Книга Шукшин, страница 68. Автор книги Владимир Коробов

Разделитель для чтения книг в онлайн библиотеке

Онлайн книга «Шукшин»

Cтраница 68

Могло «попасть» Шукшину от критики и за рассказ «И разыгрались же кони в поле» (кстати, потом, в конце шестидесятых – начале семидесятых и «попало» – все за то же «противопоставление»). Ведь какова «символическая» концовка этого рассказа? Миньке, студенту театрального или киноинститута, после встречи с крестьянином—отцом уже не думается «о славной, нарядной судьбе артиста», уже снится ему с грустью родная деревня и кажется, что подлинная его жизнь там, а не здесь, что он в погоне за «красивой» судьбой обманул сам себя: «Минька перевернулся на живот, уткнулся в подушку. И опять, в который раз, увидел: степь и табун лошадей несется по степи…

С этим и заснул Минька. И слышал, как в соседней комнате играет радиола. И ему снилось, что тот самый служитель с выставки стоит над ним и хохочет – громко и глупо».

Но ведь и «Степка», и «Змеиный яд», вокруг которых было столько «накручено» критикой, увидели свет еще в ноябре 1964 года, то есть почти за полтора года до «ругательных» отзывов по поводу их героев! Значит… значит, не в конкретных произведениях конкретного автора было дело, а в своего рода критических «перегибах» – в неистовой «борьбе» части критики середины – конца шестидесятых годов со многими талантливыми писателями, к которым эта критика приклеила уничижительный ярлык «деревенщики». Это сейчас мы разобрались, что к чему, а тогда многие критики явно старались вылить на прозу Белова, Носова, Лихоносова, Г. Семенова, Шукшина и некоторых других ложку дегтя.

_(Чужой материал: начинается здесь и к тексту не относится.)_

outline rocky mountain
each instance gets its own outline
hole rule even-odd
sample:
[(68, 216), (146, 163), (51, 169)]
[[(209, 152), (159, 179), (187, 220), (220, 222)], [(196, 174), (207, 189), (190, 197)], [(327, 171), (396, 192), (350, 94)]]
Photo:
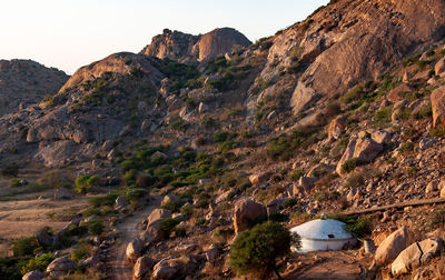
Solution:
[[(314, 266), (326, 266), (338, 279), (342, 269), (350, 279), (441, 279), (444, 8), (336, 0), (239, 48), (234, 30), (165, 30), (141, 53), (86, 66), (52, 98), (1, 117), (1, 170), (57, 168), (78, 198), (103, 193), (81, 214), (107, 232), (81, 246), (100, 259), (82, 263), (107, 277), (117, 270), (110, 260), (123, 258), (138, 279), (235, 278), (239, 232), (329, 213), (373, 238), (375, 256), (369, 247), (294, 253), (278, 258), (277, 274), (313, 278)], [(138, 211), (148, 193), (150, 213)], [(91, 231), (91, 220), (77, 223)]]
[(180, 62), (204, 61), (231, 52), (234, 46), (247, 47), (251, 42), (233, 28), (218, 28), (208, 33), (192, 36), (164, 30), (152, 38), (141, 53), (159, 59), (169, 58)]
[(68, 78), (31, 60), (0, 60), (0, 116), (53, 96)]

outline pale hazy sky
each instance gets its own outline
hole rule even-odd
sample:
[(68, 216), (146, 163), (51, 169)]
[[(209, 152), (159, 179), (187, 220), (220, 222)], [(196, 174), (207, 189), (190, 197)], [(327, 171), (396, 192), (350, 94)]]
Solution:
[(165, 28), (233, 27), (251, 41), (305, 19), (328, 0), (0, 0), (0, 59), (68, 73), (119, 51), (138, 52)]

И это сейчас кажется наивным, не выдерживающим элементарного анализа возмущение критики героем «Змеиного яда», а ведь он, Максим Воеводин, просто ужаснул некоторых пишущих в газеты зрителей «Вашего сына и брата»…

Да как он смеет, этот неоперившийся деревенский юноша, столь дерзко и вызывающе вести себя в московских аптеках, как может он кричать в лицо заслуженным фармацевтам, что он их ненавидит! А—а?.. Противопоставление налицо: в деревне люди – хорошие, добрые, в городе – черствые, злые. И почему—то не пришло в голову ни Виктору Орлову, ни другим, увидевшим подобное «противопоставление», что столь же резко и непримиримо мог вести себя на месте Максима и «стопроцентный» москвич. Да и вообще, хорошо ли мы знаем себя: неужто и впрямь сможем сохранить спокойствие и ровную вежливую деловитость, если кто—то из самых близких нам людей угрожающе занеможет?.. (Кстати, есть все основания полагать, что случай, положенный в основу этого произведения, – из биографии автора, то есть критика невольно «нападала» и лично на Шукшина.)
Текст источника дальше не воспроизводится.